The plot is refreshingly linear. Stunt pilot Cliff Secord (Billy Campbell) becomes the accidental recipient of a secret government project, passed on to him during an altercation between the thieves who stole the item and the FBI agents seeking to recover it. Said project turns out to be a rocket-pack, which Cliff's mechanic buddy Peevy (Alan Arkin) adapts for use with a flight-suit, complete with a helmet. Prior to finding out that the pack was stolen, Cliff experiments with the idea of using the outfit in order to make money with stunt performances, but he ends up using it to rescue a pilot from a malfunctioning plane. But this puts the newly christened "Rocketeer" in the crosshairs of both the government agents and the gangsters who stole the pack. The gangsters' immediate boss is Valentine (Paul Sorvino), but the one paying for their services is movie star Neville Sinclair (Timothy Dalton), secretly working for the Nazi cause. Sinclair, who didn't appear in the comic, was modeled on Errol Flynn, who had been posthumously accused of being a Nazi agent by a book of dubious facticity. Even more oddly, Sinclair has a brutish henchmen (Tiny Ron) who's made up to look like the minor 1940s horror-star Rondo Hatton.

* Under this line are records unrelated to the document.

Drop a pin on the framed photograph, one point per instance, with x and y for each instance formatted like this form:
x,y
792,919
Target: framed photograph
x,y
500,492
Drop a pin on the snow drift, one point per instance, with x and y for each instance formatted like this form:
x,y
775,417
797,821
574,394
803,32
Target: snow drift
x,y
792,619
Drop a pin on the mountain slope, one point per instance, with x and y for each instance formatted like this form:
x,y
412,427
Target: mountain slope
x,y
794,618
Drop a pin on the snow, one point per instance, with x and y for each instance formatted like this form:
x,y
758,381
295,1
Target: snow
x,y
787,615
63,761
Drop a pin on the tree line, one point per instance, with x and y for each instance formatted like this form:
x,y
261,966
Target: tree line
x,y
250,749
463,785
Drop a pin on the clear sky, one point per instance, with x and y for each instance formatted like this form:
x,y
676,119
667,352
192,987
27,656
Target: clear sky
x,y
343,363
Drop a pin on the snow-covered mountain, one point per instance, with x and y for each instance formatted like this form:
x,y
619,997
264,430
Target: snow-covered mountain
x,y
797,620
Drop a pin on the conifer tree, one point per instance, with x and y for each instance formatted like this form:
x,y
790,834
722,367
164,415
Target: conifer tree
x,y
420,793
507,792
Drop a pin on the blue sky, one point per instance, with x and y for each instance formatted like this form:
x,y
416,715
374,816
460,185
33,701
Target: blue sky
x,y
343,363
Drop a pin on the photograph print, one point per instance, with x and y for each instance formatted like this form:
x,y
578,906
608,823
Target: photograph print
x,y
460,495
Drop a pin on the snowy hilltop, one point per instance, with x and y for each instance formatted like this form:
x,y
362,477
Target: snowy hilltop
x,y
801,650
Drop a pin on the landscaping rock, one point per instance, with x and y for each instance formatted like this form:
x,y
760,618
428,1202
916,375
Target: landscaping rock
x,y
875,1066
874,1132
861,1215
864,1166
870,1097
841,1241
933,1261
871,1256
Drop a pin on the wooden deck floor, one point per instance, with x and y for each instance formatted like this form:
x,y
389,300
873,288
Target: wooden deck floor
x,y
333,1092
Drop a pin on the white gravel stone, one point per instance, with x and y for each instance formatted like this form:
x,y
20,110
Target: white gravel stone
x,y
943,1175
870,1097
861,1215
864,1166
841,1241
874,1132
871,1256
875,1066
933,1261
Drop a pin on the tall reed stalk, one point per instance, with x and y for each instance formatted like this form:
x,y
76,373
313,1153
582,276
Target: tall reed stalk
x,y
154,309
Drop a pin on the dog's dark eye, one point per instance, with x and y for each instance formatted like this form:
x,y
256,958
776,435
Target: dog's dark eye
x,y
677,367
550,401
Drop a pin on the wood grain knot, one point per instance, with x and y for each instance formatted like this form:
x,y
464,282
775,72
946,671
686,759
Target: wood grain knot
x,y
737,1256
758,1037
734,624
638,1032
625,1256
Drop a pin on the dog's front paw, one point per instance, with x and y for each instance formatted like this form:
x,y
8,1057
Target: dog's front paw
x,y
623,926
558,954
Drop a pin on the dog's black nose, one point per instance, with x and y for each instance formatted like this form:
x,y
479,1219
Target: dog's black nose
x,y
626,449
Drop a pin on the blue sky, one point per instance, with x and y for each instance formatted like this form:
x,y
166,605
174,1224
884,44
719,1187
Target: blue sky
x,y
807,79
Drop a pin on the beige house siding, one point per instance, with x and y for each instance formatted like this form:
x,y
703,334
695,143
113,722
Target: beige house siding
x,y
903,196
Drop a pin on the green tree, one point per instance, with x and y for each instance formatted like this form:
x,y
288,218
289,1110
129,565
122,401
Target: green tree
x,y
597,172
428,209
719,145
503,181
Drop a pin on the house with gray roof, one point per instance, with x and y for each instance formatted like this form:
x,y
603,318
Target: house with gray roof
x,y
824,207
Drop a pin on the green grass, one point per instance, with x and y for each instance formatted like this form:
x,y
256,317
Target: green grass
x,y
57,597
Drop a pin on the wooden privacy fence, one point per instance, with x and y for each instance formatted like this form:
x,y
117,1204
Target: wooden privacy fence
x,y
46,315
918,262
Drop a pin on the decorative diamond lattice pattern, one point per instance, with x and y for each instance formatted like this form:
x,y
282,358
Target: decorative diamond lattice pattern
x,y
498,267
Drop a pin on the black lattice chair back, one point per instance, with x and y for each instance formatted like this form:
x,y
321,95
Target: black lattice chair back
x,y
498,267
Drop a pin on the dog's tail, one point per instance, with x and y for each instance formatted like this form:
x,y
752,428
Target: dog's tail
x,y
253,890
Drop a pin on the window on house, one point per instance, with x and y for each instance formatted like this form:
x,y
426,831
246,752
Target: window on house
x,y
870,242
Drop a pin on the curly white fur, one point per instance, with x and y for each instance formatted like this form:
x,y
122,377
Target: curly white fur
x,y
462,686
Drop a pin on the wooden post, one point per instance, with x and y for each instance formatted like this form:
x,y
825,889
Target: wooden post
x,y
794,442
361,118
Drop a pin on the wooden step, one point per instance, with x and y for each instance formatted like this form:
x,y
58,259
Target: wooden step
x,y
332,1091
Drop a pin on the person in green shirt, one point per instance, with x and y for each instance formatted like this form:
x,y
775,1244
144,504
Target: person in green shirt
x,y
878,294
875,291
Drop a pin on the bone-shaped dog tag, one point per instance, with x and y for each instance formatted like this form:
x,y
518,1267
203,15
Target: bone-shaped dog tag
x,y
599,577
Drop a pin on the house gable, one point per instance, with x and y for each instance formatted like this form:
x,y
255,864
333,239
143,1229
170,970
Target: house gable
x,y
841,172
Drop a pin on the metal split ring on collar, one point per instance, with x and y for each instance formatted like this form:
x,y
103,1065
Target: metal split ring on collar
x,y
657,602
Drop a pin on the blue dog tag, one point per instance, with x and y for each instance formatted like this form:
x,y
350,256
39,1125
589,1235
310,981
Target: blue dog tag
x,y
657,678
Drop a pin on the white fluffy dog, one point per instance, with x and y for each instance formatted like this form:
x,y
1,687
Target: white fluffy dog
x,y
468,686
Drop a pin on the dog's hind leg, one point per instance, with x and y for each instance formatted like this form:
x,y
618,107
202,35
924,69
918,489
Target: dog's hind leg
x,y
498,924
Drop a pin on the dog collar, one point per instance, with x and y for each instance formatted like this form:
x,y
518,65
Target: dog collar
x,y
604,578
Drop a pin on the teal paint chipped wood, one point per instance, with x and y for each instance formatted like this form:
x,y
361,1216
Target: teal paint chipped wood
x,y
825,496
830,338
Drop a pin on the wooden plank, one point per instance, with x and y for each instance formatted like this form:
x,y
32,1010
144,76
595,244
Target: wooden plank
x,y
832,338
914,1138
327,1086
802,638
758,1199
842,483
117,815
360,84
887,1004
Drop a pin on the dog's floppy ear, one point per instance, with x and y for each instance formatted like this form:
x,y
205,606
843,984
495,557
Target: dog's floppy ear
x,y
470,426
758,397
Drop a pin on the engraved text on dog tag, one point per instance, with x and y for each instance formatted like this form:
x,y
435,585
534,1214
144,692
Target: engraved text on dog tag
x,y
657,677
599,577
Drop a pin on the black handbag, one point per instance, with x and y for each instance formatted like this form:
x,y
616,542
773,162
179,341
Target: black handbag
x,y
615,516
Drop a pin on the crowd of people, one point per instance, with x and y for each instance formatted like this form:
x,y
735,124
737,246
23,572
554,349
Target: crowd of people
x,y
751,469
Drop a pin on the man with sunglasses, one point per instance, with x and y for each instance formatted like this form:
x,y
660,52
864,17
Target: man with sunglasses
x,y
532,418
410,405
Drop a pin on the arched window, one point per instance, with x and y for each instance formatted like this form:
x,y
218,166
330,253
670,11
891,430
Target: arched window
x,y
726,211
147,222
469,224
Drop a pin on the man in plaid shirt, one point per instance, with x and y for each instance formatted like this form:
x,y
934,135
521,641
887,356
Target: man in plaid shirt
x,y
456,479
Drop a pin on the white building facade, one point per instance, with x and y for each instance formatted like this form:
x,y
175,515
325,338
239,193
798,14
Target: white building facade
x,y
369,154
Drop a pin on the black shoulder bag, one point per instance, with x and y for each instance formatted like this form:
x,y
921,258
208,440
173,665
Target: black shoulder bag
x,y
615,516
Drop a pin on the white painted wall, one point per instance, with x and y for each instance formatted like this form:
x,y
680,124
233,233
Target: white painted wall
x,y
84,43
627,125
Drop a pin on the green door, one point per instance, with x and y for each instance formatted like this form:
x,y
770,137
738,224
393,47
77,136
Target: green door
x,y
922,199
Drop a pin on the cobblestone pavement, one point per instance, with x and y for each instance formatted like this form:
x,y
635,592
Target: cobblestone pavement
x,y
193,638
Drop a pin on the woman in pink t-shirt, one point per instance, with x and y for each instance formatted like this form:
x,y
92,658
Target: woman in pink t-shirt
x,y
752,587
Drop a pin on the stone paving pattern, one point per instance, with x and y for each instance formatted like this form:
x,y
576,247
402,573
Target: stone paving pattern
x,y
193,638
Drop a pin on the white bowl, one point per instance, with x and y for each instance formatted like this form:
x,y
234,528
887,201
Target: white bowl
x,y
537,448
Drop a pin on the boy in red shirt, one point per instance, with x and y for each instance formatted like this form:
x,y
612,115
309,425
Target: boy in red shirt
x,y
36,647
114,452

In addition, Cliff's girlfriend Jenny (Jennifer Connelly) is an aspiring actress who's in the cast of Sinclair's current movie. Sinclair learns that Cliff has the rocket pack and tries to use Jenny as a pawn to get the prize, though the script manages to work in a jealousy angle for the hero. Feminists might be disappointed that Jenny is largely a "girl hostage" for most of the movie, though she does have one nice moment where she kicks a Nazi agent out of a dirigible.

The FX, still a long way from the supremacy of CGI, are handsomely mounted, and the Rocketeer has a particularly good scene fighting Valentine's armed thugs in a ritzy nightclub. But the best thing about the movie is that it recaptures a vision, not of what the 1940s were really like, but how moviemakers of that time wanted to depict their time. Johnston, Bilson and DeMeo may have been under instructions to keep their adaptation squeaky-clean, but for whatever reason, they produced a near-flawless image of a fantasy-forties, where no one bleeds after getting hit and even gangsters never use swear words. Their effort ended up being in some ways a homage to the Rocketman serials that inspired Stevens than did the original comic book.